Tuesday, October 15, 2013

The one where I just can't because everything is happening so much

Yesterday started with that one-footed asana practice which was doable but there is this saying here that goes "practice plus one" and just eating would have filled the plus one portion.  But it was a holiday - a big one - and India always wins.  After practice I came home for a nap so that the whole routine is really to get up in the middle of the night, go to class and then come home and continue sleeping like nothing ever happened.  And if your practice time is early like mine then you get home and it is still dark and it was all just a dream.

So after I woke up for real I just wanted my usual which makes everything okay.  My usual is a stack of English papers and breakfast to-go from the stand up place.  Idli vada or set dosa "parcel-la". 

They were closed. 

So I went around the corner to the stand up sit down place.  Also closed. 

I look around and realize that for sure everything will be closed except for the vendors that have popped up suddenly selling banana leaves and other festival items (which are now abandoned everywhere and are causing a major cleanup issue).  I resign myself to the fact that I must either make my own breakfast (no) or go to one of the "yogi" cafes run by foreigners.  I am not a fan.  Expensive, not my taste, and a whole lot of gossip and over and over where are you from?  How long will you be here?  How many times have you been?  Etc.  All perfectly acceptable except that I just want my newspapers and idli vada in silence at home.
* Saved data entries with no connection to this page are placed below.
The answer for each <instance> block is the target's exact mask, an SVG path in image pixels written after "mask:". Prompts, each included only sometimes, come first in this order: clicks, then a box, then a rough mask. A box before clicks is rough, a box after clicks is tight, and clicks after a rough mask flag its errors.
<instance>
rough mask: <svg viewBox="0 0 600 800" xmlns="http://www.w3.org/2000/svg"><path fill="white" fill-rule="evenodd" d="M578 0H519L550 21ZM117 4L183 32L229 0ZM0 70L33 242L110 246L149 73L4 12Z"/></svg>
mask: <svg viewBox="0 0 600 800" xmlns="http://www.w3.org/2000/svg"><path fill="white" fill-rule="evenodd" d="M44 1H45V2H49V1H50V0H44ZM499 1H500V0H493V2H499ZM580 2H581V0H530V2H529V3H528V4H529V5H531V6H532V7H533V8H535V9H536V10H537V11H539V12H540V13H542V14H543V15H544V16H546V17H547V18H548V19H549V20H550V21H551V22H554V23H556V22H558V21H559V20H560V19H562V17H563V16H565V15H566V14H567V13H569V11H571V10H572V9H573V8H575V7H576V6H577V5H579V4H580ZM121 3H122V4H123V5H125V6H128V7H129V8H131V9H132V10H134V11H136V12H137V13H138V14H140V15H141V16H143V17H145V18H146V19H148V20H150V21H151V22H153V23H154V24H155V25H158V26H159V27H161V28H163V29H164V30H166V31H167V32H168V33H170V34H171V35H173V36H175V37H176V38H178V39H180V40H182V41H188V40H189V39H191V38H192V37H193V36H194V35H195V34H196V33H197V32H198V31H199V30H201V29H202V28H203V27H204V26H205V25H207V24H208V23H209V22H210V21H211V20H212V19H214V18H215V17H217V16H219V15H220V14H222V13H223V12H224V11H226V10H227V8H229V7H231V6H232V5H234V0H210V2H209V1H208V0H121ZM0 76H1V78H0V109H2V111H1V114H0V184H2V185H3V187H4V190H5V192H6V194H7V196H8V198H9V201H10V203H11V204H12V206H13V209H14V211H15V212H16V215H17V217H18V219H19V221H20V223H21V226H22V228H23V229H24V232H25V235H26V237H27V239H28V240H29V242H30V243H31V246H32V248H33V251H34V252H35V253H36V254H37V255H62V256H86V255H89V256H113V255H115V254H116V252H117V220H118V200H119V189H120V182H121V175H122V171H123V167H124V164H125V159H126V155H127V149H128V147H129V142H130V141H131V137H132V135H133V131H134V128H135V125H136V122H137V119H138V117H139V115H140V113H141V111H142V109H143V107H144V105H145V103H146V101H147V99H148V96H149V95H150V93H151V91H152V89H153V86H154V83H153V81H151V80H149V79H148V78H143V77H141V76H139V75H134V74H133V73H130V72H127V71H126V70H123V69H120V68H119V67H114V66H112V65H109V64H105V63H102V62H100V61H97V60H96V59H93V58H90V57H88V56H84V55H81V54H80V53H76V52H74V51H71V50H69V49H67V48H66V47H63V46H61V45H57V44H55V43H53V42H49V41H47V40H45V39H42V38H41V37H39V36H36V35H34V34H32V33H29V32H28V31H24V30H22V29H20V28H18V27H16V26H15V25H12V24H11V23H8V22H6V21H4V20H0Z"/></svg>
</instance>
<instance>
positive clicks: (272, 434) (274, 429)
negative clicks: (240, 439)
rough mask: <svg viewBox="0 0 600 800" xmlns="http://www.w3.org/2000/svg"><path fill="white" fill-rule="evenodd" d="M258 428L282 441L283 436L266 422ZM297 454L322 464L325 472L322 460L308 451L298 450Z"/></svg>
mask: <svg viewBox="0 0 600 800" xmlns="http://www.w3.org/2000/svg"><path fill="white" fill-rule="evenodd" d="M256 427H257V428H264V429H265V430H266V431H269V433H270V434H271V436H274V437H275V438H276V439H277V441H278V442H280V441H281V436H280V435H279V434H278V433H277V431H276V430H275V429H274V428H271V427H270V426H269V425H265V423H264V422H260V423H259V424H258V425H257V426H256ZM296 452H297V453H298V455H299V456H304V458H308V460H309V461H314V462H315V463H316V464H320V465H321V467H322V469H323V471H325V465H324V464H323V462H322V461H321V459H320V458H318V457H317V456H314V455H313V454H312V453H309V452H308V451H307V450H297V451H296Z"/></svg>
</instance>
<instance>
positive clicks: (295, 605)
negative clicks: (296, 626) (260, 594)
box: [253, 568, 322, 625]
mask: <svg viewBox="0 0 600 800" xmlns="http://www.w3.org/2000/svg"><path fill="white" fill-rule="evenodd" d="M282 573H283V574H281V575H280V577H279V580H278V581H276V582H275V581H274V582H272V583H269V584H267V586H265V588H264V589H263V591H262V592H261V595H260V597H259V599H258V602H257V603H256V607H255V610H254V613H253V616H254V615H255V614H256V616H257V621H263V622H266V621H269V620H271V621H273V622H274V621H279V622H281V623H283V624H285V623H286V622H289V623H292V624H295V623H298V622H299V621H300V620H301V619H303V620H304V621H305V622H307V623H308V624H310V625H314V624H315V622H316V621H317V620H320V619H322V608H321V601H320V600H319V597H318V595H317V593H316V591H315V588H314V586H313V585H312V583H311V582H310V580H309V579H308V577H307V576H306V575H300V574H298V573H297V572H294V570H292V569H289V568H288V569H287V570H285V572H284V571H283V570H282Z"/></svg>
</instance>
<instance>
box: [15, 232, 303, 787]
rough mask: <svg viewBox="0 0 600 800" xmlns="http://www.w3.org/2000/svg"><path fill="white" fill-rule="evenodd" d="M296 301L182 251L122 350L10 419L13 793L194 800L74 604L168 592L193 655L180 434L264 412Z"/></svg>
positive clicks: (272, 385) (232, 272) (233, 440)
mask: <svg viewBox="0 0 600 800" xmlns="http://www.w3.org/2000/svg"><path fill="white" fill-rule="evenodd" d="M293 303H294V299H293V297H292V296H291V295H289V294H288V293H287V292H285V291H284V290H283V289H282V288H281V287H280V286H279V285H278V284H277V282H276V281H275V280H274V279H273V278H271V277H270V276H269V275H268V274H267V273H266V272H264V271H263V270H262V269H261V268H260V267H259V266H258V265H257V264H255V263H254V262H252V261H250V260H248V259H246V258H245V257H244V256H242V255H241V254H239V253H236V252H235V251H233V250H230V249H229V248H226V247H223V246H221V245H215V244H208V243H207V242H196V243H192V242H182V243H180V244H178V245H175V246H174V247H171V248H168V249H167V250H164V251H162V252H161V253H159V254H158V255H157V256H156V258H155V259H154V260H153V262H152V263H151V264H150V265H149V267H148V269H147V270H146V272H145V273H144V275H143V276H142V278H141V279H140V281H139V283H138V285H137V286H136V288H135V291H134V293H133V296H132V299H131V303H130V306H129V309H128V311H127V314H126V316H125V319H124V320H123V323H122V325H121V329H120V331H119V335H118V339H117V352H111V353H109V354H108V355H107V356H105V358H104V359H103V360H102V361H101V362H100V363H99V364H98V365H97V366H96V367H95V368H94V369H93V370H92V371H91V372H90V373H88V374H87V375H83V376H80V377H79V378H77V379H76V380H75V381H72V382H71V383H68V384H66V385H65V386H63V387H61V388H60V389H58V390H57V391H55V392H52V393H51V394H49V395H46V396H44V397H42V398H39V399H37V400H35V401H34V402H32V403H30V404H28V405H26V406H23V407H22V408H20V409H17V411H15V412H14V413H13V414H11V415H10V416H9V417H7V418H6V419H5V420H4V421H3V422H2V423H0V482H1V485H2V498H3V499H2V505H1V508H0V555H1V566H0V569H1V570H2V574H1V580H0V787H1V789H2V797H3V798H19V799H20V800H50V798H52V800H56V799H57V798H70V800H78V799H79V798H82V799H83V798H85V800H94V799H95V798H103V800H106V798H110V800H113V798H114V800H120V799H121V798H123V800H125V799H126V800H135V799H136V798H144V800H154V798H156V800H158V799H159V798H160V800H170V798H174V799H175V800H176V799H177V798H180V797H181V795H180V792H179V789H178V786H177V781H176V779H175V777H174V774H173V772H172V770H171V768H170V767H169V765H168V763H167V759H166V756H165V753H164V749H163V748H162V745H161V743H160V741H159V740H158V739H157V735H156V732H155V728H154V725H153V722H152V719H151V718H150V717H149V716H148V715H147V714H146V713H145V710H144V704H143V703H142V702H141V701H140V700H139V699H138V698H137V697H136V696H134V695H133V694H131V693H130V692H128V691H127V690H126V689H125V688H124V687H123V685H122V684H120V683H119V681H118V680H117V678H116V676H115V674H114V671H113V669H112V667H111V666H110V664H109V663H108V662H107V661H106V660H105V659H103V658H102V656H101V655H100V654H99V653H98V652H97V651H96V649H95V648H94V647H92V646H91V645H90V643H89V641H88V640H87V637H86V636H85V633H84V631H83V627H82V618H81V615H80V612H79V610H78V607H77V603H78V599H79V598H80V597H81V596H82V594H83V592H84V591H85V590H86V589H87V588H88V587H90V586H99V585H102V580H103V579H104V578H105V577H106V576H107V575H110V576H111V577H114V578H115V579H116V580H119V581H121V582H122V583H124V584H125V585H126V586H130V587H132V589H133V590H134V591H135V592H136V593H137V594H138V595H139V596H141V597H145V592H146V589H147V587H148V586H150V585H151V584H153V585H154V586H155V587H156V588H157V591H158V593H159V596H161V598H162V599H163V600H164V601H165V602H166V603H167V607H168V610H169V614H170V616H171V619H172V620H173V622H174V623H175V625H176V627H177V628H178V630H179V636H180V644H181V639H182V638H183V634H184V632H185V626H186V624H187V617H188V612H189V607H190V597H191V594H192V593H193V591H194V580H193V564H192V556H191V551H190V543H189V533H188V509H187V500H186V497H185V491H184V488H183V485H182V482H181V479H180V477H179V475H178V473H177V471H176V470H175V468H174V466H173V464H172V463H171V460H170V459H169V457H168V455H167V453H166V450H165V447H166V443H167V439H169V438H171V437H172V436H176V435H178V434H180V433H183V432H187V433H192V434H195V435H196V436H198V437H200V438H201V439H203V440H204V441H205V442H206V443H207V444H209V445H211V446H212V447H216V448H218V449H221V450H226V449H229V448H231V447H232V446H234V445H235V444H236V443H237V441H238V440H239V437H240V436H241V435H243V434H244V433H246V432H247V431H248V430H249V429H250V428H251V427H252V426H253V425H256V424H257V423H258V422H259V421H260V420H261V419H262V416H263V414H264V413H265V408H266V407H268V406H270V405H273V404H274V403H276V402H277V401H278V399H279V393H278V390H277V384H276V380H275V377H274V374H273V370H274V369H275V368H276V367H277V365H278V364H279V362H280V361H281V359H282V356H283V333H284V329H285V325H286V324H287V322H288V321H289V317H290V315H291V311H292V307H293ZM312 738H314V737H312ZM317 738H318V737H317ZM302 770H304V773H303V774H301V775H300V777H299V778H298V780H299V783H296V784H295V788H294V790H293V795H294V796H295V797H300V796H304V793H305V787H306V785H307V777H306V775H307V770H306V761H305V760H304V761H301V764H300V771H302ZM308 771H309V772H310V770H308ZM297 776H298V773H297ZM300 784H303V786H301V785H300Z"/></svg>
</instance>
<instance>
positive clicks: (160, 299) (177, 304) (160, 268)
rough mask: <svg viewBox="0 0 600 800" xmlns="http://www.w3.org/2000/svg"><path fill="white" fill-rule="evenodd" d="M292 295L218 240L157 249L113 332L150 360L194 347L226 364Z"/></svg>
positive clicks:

But fine.  I go to this place called Santosha and find a little corner on the floor around a small coffee table and I order food that the owner swears up and down is vegan.  It isn't.  Not pleased.

We have special tickets to go to the center to see the festival up close and personal.  It involves a lot of sitting in plastic chairs.  We think at least 5 hours of this.  When we arrive it is too late.  It was actually supposed to be much longer.  Arrive by 10:30 at the latest.  At 2:30 things sort of start.  In the interim you are just sitting there.   From 2:30 to 5:30 or later there are elephants and processions and dancers and a whole lot of splendor but we see none of it.  We arrive around 12:45 by rickshaw and it is just madness.  People everywhere.  Cars, buses, bikes, scooters, carts, vendors, everything everywhere all at once.  It is impossible for us to get close enough to present our tickets and get to our assigned seats.  We walk around and consider jumping a fence and more and more feel boxed in and drunk Indian men staring at us.

We find ourselves wedged between two buses with some sort of official attempting to negotiate with a police officer to get us to cross the parade itself so we can get to our seats.  While this is happening we are smashed between the two buses, single file with more Indians wiggling their way between us.  Somehow they made themselves fit.  The smell of alcohol was strong and just people staring at us even more than we were staring at them.  There were ten of us together and still I somehow managed to be robbed.  I suddenly had the sense that I should look down and I see my purse open and I look in and my wallet is gone and I notice the drunk next to me is trying to worm his way out and I start yelling like a maniac and I scare him and I see my wallet drop into a pool of liquid (hopefully water).  Everything is still in it and we decide to leave.  We go to Pascucci for pizza and pasta and AC and watch the events on a big screen TV.

We get back to our neighborhood (Gokulum) and ride our scooters home.  We usually park in front of the house on the little car park but our landlord has parked his car there even though he usually parks in the driveway and he specifically told us that we should park there.  By this time I have decided I am just finished and when I go to park in the street I forget to put down the kickstand and I start to lean the scooter to rest on the nonexistent kickstand and when I realize I am leaning too much somewhere inside I surrender to India and say "OK, this is the part where we all lie down."  My housemate is laughing and takes a picture and the moment is forever captured on facebook.

We agree to rest up.  India will be waiting in the morning.  I close my door and get ready for bed and hear "Alice!  Alice!  Outside my bedroom window.  There is no hiding.  India is everywhere.